New York City public schools are launching remote learning for all students on Monday, March 23, 2020! Remote learning allows teachers to deliver their lessons online, and students can complete assignments, projects, and assessments just like they would in the classroom.
Remote learning both creates an opportunity for students and teachers to interact online and allows students to continue learning subjects and material that are a key part of their curriculum.
- Does your student need a device for remote learning? Fill out this survey as soon as possible.
- Visit the InfoHub for printable translations of these Frequently Asked Questions
Frequently Asked Questions
Accessing Remote Learning and Supporting My Student
How will my student access remote learning materials?

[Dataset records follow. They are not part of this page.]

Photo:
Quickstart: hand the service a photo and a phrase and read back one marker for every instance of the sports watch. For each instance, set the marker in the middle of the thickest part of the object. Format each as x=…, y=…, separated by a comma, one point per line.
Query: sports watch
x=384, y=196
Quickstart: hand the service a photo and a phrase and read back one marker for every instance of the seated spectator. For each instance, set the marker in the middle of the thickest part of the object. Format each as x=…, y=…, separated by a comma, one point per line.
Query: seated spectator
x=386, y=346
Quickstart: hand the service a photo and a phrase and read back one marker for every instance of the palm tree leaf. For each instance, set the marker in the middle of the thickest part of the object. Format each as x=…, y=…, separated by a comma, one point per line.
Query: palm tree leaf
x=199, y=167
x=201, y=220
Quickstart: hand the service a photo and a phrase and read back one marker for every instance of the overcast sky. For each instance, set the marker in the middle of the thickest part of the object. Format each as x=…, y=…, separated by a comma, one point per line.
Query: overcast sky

Every New York City public school student will be given the necessary tools and materials for remote learning. Your school will communicate with you about their platform for remote learning. To keep students connected and meeting academic requirements when learning remotely, the NYCDOE has created student accounts for every student. The account gives you access to Google Classroom and Microsoft Office 365. Review the instructions on the NYCDOE website for more information. If you are unable to access your student’s student account, contact your school’s parent coordinator. See below re: devices
How can I contact my student’s teacher if I have questions?
Each school has established its own way to communicate with families, such as email, Microsoft Teams, or other tools. Your student’s school will let you know the best way to contact teachers. If you need help, contact the school’s parent coordinator. Visit schools.nyc.gov/find-a-school if you need contact information.
How do I get an internet-enabled device if I do not have one?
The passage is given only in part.